The Second Circuit began its analysis by reviewing the seminal Supreme Court decision Dirks v. SEC, 463 U.S. 646 (1983), which established outsider liability for insider trading, and the Second Circuit’s own “somewhat Delphic” prior opinions.Id. at *6; slip op. at 13. The appeals court concluded that this precedent required the Government to prove four elements to establish an insider trading charge against a tippee: ”that (1) the corporate insider was entrusted with a fiduciary duty; (2) the corporate insider breached his fiduciary duty by (a) disclosing confidential information to a tippee (b) in exchange for a personal benefit; (3) the tippee knew of the tipper’s breach, that is, he knew the information was confidential and divulged for personal benefit; and (4) the tippee still used that information to trade in a security or tip another individual for personal benefit.” Id. at *8; slip op. at 18 (italics added). In short, the Government was required to prove not only that the defendant knew of a breach of a duty of confidentiality, but also knew that the tipper personally benefited from that breach.
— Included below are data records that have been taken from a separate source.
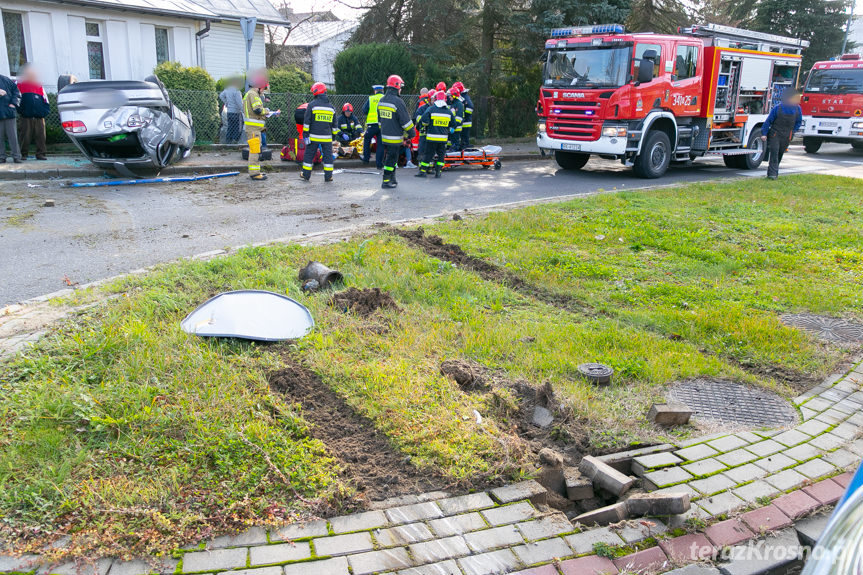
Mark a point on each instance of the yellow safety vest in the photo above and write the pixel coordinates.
(251, 101)
(372, 116)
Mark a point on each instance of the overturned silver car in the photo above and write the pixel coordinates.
(128, 126)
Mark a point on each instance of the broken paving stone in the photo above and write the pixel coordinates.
(578, 487)
(604, 515)
(542, 417)
(668, 414)
(657, 504)
(604, 476)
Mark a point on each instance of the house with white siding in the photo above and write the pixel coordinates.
(126, 39)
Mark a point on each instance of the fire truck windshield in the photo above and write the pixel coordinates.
(836, 81)
(589, 67)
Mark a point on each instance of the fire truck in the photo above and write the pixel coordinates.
(833, 103)
(652, 99)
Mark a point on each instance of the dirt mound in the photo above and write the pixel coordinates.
(363, 302)
(469, 375)
(436, 247)
(374, 467)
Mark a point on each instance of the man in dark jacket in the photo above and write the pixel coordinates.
(435, 121)
(320, 128)
(783, 120)
(33, 109)
(10, 99)
(395, 121)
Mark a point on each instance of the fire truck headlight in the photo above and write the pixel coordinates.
(614, 132)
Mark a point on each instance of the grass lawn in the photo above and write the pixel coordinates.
(134, 437)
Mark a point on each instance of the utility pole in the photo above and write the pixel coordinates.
(848, 27)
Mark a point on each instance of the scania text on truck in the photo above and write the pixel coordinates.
(833, 103)
(650, 99)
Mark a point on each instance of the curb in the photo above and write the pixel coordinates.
(91, 171)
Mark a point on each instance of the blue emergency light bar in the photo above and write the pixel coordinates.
(586, 30)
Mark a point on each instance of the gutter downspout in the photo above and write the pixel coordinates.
(199, 36)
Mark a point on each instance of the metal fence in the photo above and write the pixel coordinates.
(505, 118)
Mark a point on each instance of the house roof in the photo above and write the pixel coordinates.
(180, 8)
(265, 12)
(311, 33)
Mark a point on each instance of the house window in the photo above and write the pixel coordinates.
(95, 50)
(686, 62)
(16, 50)
(163, 46)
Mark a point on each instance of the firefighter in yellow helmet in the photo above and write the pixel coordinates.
(255, 115)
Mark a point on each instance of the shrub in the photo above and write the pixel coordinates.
(289, 79)
(359, 67)
(178, 77)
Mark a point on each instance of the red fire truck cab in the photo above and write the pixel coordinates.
(833, 103)
(650, 99)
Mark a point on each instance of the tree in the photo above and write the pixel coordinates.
(661, 16)
(819, 21)
(358, 67)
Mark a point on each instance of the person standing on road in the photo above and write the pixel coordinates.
(255, 118)
(435, 121)
(783, 120)
(10, 98)
(395, 124)
(373, 128)
(233, 101)
(321, 128)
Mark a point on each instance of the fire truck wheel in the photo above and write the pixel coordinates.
(811, 145)
(752, 161)
(655, 156)
(570, 160)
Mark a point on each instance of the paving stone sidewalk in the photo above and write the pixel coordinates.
(761, 488)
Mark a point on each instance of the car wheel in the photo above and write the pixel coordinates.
(570, 160)
(655, 156)
(752, 161)
(811, 145)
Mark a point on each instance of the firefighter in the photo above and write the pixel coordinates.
(458, 117)
(424, 102)
(373, 128)
(779, 127)
(349, 127)
(395, 123)
(255, 115)
(467, 123)
(435, 121)
(320, 128)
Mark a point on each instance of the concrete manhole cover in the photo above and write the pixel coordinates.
(729, 403)
(830, 329)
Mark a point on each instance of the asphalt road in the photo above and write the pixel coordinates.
(93, 233)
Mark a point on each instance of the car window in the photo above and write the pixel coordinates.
(686, 62)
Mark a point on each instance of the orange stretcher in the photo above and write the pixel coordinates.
(487, 157)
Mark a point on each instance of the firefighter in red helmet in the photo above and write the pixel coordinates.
(320, 128)
(396, 122)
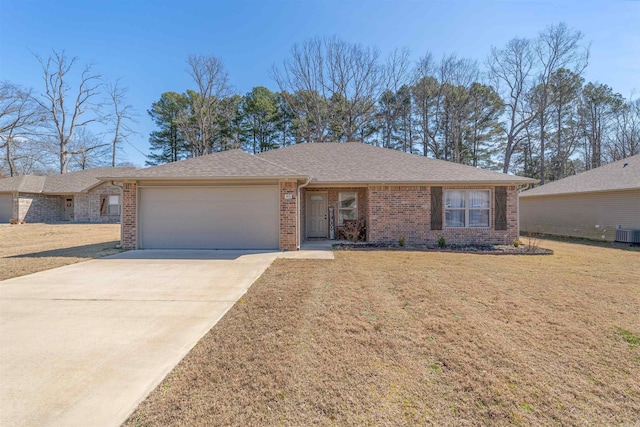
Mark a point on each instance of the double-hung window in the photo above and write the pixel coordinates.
(347, 206)
(467, 208)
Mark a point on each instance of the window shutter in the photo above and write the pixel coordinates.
(501, 208)
(436, 208)
(103, 205)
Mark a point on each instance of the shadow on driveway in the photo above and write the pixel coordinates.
(186, 254)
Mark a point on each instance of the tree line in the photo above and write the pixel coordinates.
(526, 109)
(76, 120)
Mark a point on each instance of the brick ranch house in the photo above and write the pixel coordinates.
(74, 197)
(279, 199)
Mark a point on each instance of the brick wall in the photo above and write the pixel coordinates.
(332, 201)
(396, 212)
(38, 208)
(288, 213)
(399, 211)
(129, 213)
(87, 206)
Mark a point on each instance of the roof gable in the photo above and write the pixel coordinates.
(620, 175)
(225, 164)
(22, 184)
(355, 162)
(68, 183)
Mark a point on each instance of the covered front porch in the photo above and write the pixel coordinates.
(333, 213)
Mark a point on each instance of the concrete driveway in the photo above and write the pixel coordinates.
(85, 343)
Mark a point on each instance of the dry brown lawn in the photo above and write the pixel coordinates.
(420, 338)
(28, 248)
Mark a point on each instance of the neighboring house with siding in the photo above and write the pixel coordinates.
(73, 197)
(590, 204)
(279, 199)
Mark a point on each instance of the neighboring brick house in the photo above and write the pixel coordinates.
(279, 199)
(591, 204)
(74, 197)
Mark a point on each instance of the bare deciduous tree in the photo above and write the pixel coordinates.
(89, 150)
(334, 85)
(19, 114)
(212, 83)
(84, 101)
(510, 72)
(120, 118)
(556, 47)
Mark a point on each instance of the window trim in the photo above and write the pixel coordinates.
(340, 209)
(467, 208)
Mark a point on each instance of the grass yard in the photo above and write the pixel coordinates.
(28, 248)
(412, 338)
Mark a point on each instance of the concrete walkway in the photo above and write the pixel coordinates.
(84, 344)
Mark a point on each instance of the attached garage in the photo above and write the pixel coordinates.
(6, 208)
(216, 217)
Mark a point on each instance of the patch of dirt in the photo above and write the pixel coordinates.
(29, 248)
(405, 338)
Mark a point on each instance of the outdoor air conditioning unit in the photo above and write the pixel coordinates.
(628, 235)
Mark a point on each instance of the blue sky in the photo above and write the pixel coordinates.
(145, 43)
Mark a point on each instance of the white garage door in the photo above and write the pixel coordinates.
(6, 207)
(209, 218)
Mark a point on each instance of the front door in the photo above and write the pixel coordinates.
(316, 214)
(68, 209)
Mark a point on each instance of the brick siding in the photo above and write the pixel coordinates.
(87, 206)
(332, 201)
(288, 214)
(129, 214)
(396, 212)
(38, 208)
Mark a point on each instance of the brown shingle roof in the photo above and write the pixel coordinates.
(355, 162)
(222, 165)
(68, 183)
(611, 177)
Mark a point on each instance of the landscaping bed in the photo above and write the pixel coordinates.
(521, 249)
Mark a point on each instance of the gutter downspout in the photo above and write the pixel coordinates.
(115, 184)
(298, 208)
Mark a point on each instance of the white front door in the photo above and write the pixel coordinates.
(316, 214)
(68, 209)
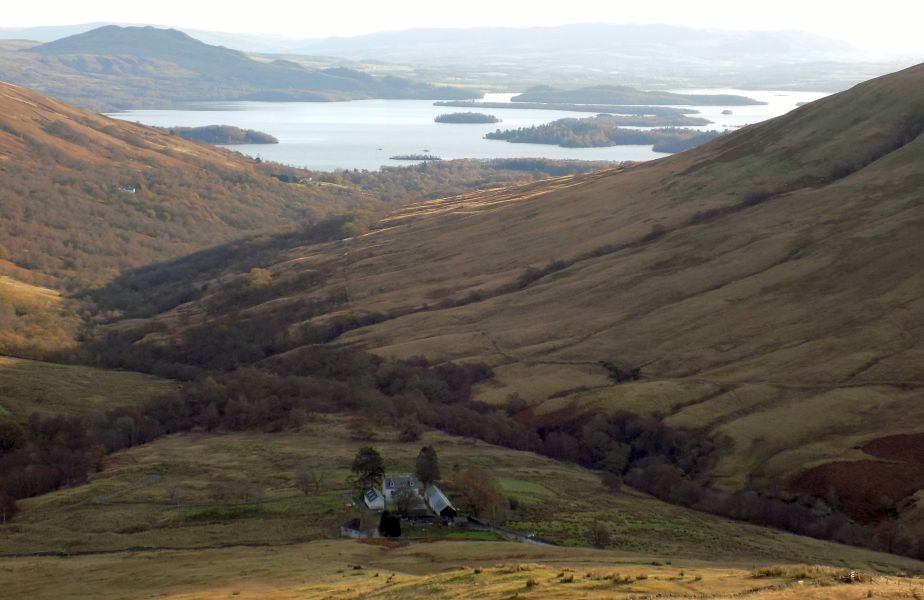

The Court then concluded that the jury in this case had not been instructed properly on this “knowledge of benefit” element. 

The Government argued that any error in instructing the jury was harmless, because it had established the required personal benefit to the tipper, and the defendants could have “inferred from the circumstances” that a benefit was provided. Id. at *9; slip op. at 19. The Government’s theory was that, as to one company, the tipper and tippee were “family friends” who had known each other for years, had attended business school together, worked together for a time, and occasionally socialized together, and that the tipper, who wanted to become an analyst like the tippee, had asked for and received advice on a variety of career topics (some before he started providing information), and had sent the tippee his resume for editing and forwarding. Id. at *10; slip op. at 21. The appeals court found that such a benefit did not rise to the level required by law, concluding that “[i]f this was a ‘benefit,’ practically anything would qualify.” Id. As to the other company, the tipper and tippee were merely casual acquaintances, there was no history of loans or personal favors between them, and the tippee, who was a Government witness, testified on cross-examination that he did not provide anything of value in exchange for the information to the tipper, who did not even know that he was trading on the company’s stock. Id. at *11; slip op. at 23. The Court concluded that this evidence was not sufficient to establish a personal benefit to the tipper. 

Even if it were, the appeals court ruled that the Government had not established that the defendants – several conversations away from the original tippers – actually knew of the personal benefit to the original tippers. Some of the intermediaries who had conveyed the information to the defendants testified that they themselves were not aware of the relationships between the original tippers and original tippees. Id. at *11-12; slip op at 24-25. 

The appeals court’s decision reaffirms several principles of insider trading liability the Supreme Court established in Dirks: (1) that the tippee’s liability derives only from the tipper’s violation of a fiduciary duty, not from simply trading on material, non-public information; (2) that the insider tipper has committed no breach of his fiduciary duty unless he receives a personal benefit in exchange for the disclosure; and (3) that a tippee is only liable if he knows or should have known of the tipper’s breach, including knowing of the tipper’s receipt of personal benefit.Id. at *6; slip op. at 13-14 (italics added). While the Government has been vigorously pursuing insider trading cases over the past few years, and casting its net over an ever-widening group of outsiders, this decision should cause the Government to narrow its focus to insiders and to those outsiders who do commit willful violations, rather than those who simply trade on confidential information. (The Government has stated that it has not yet determined whether it will appeal the decision to the Supreme Court.)